[Pixman] [PATCH 2/2] ARM: Add 'neon_composite_over_n_8888_0565' fast path

Wed Apr 6 11:34:36 PDT 2011

On Tue, Apr 5, 2011 at 7:46 AM, Taekyun Kim <podain77 at gmail.com> wrote:
> When we reorder some assembly lines, proper comments should be inserted for
> the people who tries to understand the code.
> It also make it easy later refactoring or something.

I could not come up with any better solution other than just using
different indentation for logically independent code blocks. Something
like converting:

/* do A */
A1
A2
/* 1 cycle stall */
A3
/* 2 cycles stall */
A4
/* done with A */
/* do B */
B1
B2
B3
/* done with B */

into

/* do A */
A1
A2
    /* do B */
    B1
A3
    B2
    B3
    /* done with B */
A4
/* done with A */

Of course, people reading the source code need to know about this
"convention". And it has its own disadvantages too. If anyone can
propose something more maintainable and easier to read, I'm all ears.

Maybe changing to the use of native codegenerator to compile fast path
code at runtime could make it easier. If we do a good job teaching it
to know instruction scheduling rules well enough.

> Although I still have some questions about effectiveness of reordering(SW
> pipelining) on out-of-order core,

We don't have Cortex-A15 in our hands yet, so we don't know for sure
:) Cortex-A9 has almost the same NEON unit as Cortex-A8, but does not
support even limited dual issue for NEON instructions anymore. There
are also other minor differences, mostly related to load/store
instructions but they very rarely show up.

> it significantly affects the performance on mostly used in-order superscalar
> CPUs.

Yes, and the results are quite measurable (tens of percents in many cases).

> And pixman_composite_over_n_8888_0565_ca_process_pixblock_head in tail_head
> block increases code size causing i-cache miss.
> We can think of jumping to head and then return to next part of tail_head
> block.
> But it seems difficult to do that without breaking
> generate_composite_function macro template.

The whole point of the use of software pipelining here is being able
to overlap the last part of previous iteration with the beginning of
current iteration. Jumping to "head" does not make much sense because
the instructions from "head" and "tail" can be reordered quite wildly,
diffusing into each other, so there is no clear border anymore.

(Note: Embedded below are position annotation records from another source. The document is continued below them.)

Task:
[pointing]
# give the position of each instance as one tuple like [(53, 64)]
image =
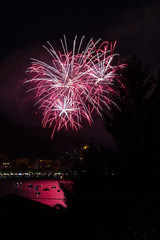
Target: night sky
[(27, 25)]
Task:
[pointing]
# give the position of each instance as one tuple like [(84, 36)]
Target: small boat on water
[(46, 189)]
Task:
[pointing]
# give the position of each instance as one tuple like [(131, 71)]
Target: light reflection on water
[(51, 197)]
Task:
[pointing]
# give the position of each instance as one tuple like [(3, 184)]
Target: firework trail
[(75, 84)]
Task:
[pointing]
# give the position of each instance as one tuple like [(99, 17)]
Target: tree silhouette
[(133, 120)]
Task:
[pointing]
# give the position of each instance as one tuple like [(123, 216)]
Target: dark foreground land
[(106, 218)]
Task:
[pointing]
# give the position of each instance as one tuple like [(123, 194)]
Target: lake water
[(47, 192)]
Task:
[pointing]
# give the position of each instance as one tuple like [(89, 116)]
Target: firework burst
[(75, 84)]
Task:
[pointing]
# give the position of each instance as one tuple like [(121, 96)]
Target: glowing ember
[(75, 84)]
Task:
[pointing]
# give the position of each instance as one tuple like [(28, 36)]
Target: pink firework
[(77, 83)]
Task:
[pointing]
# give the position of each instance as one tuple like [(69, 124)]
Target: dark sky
[(25, 26)]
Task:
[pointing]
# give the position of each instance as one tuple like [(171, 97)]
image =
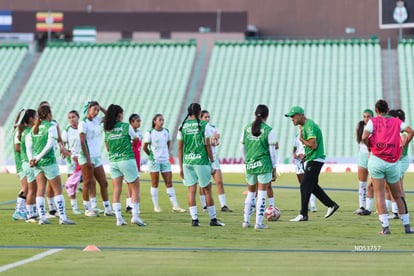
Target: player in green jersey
[(118, 137), (24, 118), (24, 129), (40, 151), (311, 137), (258, 149), (195, 158)]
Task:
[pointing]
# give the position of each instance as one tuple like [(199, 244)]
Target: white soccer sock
[(405, 218), (248, 206), (154, 196), (74, 204), (60, 203), (51, 203), (203, 200), (260, 206), (271, 201), (193, 212), (384, 220), (172, 197), (87, 205), (362, 193), (40, 204), (312, 200), (211, 211), (94, 203), (222, 199), (117, 209), (394, 207), (388, 204), (370, 201), (107, 205), (135, 210), (21, 205)]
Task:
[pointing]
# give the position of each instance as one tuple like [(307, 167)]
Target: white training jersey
[(92, 129), (158, 142), (70, 136)]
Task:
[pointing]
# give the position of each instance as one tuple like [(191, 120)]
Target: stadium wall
[(272, 17)]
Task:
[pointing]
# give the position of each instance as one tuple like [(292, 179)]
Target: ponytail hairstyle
[(74, 112), (43, 111), (133, 117), (360, 130), (203, 112), (381, 106), (261, 114), (111, 117), (155, 118), (193, 109), (23, 119)]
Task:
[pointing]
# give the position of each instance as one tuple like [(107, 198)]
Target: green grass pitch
[(341, 245)]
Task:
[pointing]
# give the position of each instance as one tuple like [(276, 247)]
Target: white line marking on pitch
[(31, 259)]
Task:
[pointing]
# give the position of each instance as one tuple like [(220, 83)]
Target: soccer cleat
[(18, 216), (67, 222), (44, 221), (261, 226), (32, 220), (393, 216), (91, 213), (121, 222), (385, 231), (109, 213), (408, 229), (359, 211), (331, 210), (51, 214), (299, 217), (245, 224), (138, 222), (226, 209), (216, 222), (77, 212), (178, 209), (98, 211), (365, 213)]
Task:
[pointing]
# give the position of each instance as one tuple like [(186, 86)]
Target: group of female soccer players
[(38, 141)]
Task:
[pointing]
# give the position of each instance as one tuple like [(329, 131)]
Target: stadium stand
[(334, 80), (11, 57), (145, 78), (406, 67)]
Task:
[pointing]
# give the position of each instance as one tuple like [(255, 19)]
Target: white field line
[(31, 259)]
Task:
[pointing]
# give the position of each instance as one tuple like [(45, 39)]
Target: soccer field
[(343, 244)]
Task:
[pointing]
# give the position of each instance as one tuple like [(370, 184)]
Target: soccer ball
[(272, 214)]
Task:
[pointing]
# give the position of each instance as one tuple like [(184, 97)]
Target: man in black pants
[(311, 137)]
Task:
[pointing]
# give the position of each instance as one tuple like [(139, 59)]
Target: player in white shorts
[(118, 138), (42, 158), (218, 176), (156, 146), (90, 160), (70, 138), (299, 157), (135, 122)]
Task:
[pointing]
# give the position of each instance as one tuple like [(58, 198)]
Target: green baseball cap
[(295, 110)]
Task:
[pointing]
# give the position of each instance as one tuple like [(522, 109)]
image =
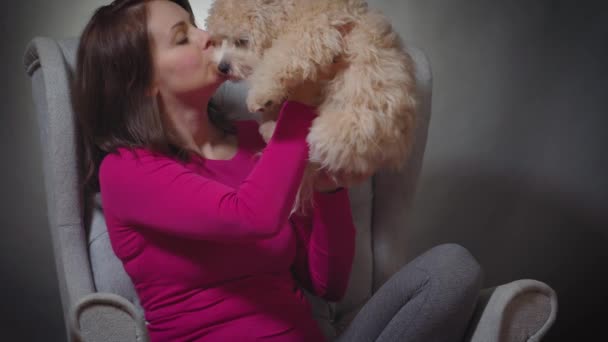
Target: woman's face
[(182, 53)]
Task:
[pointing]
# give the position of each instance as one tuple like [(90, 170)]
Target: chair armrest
[(519, 311), (106, 317)]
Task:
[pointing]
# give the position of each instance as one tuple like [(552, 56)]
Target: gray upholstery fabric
[(107, 317), (87, 266), (45, 63), (521, 311)]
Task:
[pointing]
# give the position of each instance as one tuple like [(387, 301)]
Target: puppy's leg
[(302, 53), (367, 119)]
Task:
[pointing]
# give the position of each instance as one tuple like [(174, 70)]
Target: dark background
[(515, 168)]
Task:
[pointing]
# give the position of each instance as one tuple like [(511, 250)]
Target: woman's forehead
[(163, 16)]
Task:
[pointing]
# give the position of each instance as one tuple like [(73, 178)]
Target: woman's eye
[(183, 41), (241, 42)]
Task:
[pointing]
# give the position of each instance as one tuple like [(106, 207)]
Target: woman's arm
[(326, 246), (157, 193)]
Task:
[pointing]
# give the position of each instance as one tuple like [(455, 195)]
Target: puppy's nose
[(224, 67)]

And yes, unfortunately pipelining doubles the size of code. Same as
unrolling. It may be possible to add a way to disable pipelining for
some of the fast paths via some new special flag. So that the code
size can be reduced for the fast paths where pipelining provides too
little or no performance gain.

> One last thing is about practical benefits of this fast paths.
> The most important customer of these fast path functions is glyph rendering.
> Cairo's image backend show_glyph() functions composite cached glyph masks
> with solid color pattern using operator OVER in most cases.
> When there're overlaps between glyph boxes (by kerning or something), cairo
> create a mask equal size with entire text extent,
> and then accumulate component alpha with operator ADD and then composite
> using entire mask.
> So for non-overlapped cases, small sized OVER composite will frequently
> happen and small sized ADD composite for overlapped cases.
> We need to focus at the performance of small sized image composition with
> both operator OVER and ADD.

There were some ideas about improving text rendering in general and
extending pixman API to handle this task more effectively.

> The overhead for small sized images can be approximately identified by
> comparing rendering times of drawing total n pixels in m times (n/m pixels
> per one drawing) where m increases start from 1.
> This can contain function calling overhead, cache overhead, code control
> overhead, etc.

I think it might be interesting for you. I also have the following
experimental branch:
http://cgit.freedesktop.org/~siamashka/pixman/log/?h=playground/slow-path-reporter

It collects statistics about what operations do not have optimized
fast paths, along with the number of uses of these operations, total
number of pixels processed, average number of pixels per operation and
average scanline length. The code is currently linux specific and
writes results to syslog. These results can be converted into a more
human readable form by a script. I'm using it quite successfully and
it revealed some of the missing optimizations which would be hard to
identify in some other way.

-- 
Best regards,
Siarhei Siamashka